Using SageMaker Debugger is, broadly, a two-pronged approach. On one hand you have the production of debugging data, which is done through the Debugger Hook, and on the other hand you have the consumption of this data, which can be with rules (for continuous analyses) or by using the SageMaker Debugger SDK (for interactive analyses).

The production and consumption of data are defined independently. For example, you could configure the debugging hook to store only the collection “gradients” and then configure the rules to operate on some other collection, say, “weights”. While this is possible, it’s quite useless as it gives you no meaningful insight into the training process. This is because the rule will do nothing in this example scenario since it will wait for the tensors in the collection “gradients” which are never be emitted.

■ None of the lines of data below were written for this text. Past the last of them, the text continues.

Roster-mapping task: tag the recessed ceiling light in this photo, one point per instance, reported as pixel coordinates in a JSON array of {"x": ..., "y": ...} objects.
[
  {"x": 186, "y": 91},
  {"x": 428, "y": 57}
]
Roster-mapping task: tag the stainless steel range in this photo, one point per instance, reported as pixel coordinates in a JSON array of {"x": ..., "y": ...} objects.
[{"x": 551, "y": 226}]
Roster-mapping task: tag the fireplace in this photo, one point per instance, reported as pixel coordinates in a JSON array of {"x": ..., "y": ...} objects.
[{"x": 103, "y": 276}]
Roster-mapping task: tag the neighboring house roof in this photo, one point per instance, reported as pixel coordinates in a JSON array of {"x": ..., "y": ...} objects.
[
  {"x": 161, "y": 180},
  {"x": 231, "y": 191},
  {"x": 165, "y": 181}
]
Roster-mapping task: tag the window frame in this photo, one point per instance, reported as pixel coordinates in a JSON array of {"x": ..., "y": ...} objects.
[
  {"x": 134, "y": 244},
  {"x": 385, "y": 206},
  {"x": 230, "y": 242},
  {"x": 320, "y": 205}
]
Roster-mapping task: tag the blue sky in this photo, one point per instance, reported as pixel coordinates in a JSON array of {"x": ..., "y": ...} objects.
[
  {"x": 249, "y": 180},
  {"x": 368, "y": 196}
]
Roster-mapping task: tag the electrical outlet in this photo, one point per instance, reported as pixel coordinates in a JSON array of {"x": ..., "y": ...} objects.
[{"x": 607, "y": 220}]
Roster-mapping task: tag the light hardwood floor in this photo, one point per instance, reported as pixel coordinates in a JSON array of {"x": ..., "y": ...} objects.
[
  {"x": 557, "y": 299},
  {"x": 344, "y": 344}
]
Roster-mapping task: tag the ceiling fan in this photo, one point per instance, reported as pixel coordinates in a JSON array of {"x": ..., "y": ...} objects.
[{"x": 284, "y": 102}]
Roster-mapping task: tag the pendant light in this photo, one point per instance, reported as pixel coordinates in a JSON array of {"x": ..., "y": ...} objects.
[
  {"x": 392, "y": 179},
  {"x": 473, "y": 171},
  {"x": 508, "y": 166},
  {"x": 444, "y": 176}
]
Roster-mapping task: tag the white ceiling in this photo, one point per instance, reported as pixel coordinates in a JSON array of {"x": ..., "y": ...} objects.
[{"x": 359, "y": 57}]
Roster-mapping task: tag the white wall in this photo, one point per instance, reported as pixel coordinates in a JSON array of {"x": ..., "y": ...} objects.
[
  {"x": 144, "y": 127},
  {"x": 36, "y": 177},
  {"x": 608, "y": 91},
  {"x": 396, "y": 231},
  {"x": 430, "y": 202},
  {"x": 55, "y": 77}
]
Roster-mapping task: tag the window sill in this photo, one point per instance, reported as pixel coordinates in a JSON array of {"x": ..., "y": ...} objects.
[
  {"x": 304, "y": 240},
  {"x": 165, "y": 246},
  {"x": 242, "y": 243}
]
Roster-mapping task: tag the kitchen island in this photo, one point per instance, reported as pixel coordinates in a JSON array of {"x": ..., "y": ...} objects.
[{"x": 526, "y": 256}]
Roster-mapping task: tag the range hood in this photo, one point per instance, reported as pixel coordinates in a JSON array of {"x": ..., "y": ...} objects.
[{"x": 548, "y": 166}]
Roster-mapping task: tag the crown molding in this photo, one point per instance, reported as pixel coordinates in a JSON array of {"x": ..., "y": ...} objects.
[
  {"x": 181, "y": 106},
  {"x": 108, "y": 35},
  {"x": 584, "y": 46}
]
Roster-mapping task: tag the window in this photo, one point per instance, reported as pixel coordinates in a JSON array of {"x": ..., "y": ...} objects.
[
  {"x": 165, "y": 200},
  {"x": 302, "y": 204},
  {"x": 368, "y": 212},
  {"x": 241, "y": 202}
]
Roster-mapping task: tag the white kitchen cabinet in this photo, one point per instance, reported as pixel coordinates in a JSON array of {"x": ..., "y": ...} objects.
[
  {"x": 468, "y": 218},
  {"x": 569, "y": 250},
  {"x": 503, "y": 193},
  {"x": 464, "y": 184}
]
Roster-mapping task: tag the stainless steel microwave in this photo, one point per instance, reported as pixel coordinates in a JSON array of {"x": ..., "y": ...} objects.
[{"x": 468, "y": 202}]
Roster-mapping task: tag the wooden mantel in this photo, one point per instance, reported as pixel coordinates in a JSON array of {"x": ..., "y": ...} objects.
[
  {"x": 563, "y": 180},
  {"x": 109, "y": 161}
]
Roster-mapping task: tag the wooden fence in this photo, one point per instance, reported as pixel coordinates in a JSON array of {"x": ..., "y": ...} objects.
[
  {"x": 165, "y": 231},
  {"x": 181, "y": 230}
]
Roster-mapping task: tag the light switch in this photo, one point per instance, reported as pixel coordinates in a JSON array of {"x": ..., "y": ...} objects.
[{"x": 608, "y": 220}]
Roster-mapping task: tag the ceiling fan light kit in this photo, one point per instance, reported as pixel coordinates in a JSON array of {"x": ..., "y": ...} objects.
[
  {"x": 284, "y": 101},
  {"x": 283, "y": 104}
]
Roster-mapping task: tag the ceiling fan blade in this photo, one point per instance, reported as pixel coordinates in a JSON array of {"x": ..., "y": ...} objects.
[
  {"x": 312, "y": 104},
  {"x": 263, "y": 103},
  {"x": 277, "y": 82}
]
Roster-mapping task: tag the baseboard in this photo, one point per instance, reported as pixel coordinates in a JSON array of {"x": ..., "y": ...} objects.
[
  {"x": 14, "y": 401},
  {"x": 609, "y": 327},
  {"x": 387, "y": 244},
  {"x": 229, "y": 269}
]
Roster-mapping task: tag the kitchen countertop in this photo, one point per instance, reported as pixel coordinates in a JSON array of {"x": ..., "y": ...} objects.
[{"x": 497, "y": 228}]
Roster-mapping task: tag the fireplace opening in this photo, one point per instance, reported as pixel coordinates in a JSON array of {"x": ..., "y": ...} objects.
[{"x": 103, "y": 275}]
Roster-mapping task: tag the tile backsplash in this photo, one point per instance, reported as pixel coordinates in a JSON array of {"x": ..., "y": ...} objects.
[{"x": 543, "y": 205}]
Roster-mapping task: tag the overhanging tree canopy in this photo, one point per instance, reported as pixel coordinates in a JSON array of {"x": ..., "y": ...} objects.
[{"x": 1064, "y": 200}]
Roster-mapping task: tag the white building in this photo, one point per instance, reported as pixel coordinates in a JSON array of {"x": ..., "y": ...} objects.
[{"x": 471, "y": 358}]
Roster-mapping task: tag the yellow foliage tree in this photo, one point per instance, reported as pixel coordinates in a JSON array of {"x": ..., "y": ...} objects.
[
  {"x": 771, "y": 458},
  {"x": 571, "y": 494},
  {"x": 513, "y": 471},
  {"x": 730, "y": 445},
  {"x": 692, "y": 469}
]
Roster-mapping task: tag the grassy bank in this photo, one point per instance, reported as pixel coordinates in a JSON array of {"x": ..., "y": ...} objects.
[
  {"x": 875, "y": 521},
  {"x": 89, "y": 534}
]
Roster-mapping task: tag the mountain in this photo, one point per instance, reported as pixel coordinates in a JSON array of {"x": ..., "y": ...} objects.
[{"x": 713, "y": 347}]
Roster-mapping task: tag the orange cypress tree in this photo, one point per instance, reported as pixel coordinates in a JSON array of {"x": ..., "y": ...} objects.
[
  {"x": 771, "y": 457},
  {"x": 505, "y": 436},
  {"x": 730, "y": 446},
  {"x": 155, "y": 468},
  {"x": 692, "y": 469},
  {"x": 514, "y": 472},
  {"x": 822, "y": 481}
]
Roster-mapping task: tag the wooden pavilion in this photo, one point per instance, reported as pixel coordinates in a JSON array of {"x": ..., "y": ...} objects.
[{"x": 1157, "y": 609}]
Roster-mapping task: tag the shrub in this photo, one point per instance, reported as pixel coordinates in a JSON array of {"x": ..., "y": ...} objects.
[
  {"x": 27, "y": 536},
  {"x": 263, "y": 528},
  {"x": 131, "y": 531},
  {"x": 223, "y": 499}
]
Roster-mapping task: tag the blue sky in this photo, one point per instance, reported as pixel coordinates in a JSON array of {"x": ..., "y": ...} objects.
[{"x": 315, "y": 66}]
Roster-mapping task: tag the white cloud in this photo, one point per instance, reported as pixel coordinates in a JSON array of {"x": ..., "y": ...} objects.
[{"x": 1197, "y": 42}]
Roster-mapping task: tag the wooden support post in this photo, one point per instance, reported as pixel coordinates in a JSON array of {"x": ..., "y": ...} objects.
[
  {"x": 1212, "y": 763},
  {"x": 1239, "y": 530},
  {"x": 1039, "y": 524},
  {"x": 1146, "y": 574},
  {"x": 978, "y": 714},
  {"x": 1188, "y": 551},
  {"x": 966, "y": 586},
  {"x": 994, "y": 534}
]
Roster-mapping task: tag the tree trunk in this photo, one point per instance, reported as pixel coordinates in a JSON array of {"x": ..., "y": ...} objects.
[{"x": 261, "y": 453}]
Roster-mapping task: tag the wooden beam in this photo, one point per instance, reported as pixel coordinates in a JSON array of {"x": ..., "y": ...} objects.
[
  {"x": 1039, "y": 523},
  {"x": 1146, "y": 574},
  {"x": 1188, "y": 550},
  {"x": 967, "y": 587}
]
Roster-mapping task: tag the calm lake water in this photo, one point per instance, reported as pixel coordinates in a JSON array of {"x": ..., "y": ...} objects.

For more useful and efficient debugging, configure your debugging hook to produce and store the debugging data that you care about and employ rules that operate on that particular data. This way, you ensure that the Debugger is utilized to its maximum potential in detecting anomalies. In this sense, there is a loose binding between the hook and the rules.

Normally, you’d achieve this binding for a training job by providing values for both debugger_hook_config and rules in your estimator. However, SageMaker Debugger simplifies this by allowing you to specify the collection configuration within the Rule object itself. This way, you don’t have to specify the debugger_hook_config in your estimator separately.

Using built-in rules

SageMaker Debugger comes with a set of built-in rules which can be used to identify common problems in model training, for example vanishing gradients or exploding tensors. You can choose to evaluate one or more of these rules while training your model to obtain meaningful insight into the training process. To learn more about these built in rules, see SageMaker Debugger Built-in Rules.

Pre-defined debugger hook configuration for built-in rules

As mentioned earlier, for efficient analyses, it’s important that the debugging data that is emitted by the hook is relevant to the rules used to operate and analyze the data. For example, if the hook is configured to emit the collection “weights”, you should evaluate a rule that operates on this collection and not some other collection.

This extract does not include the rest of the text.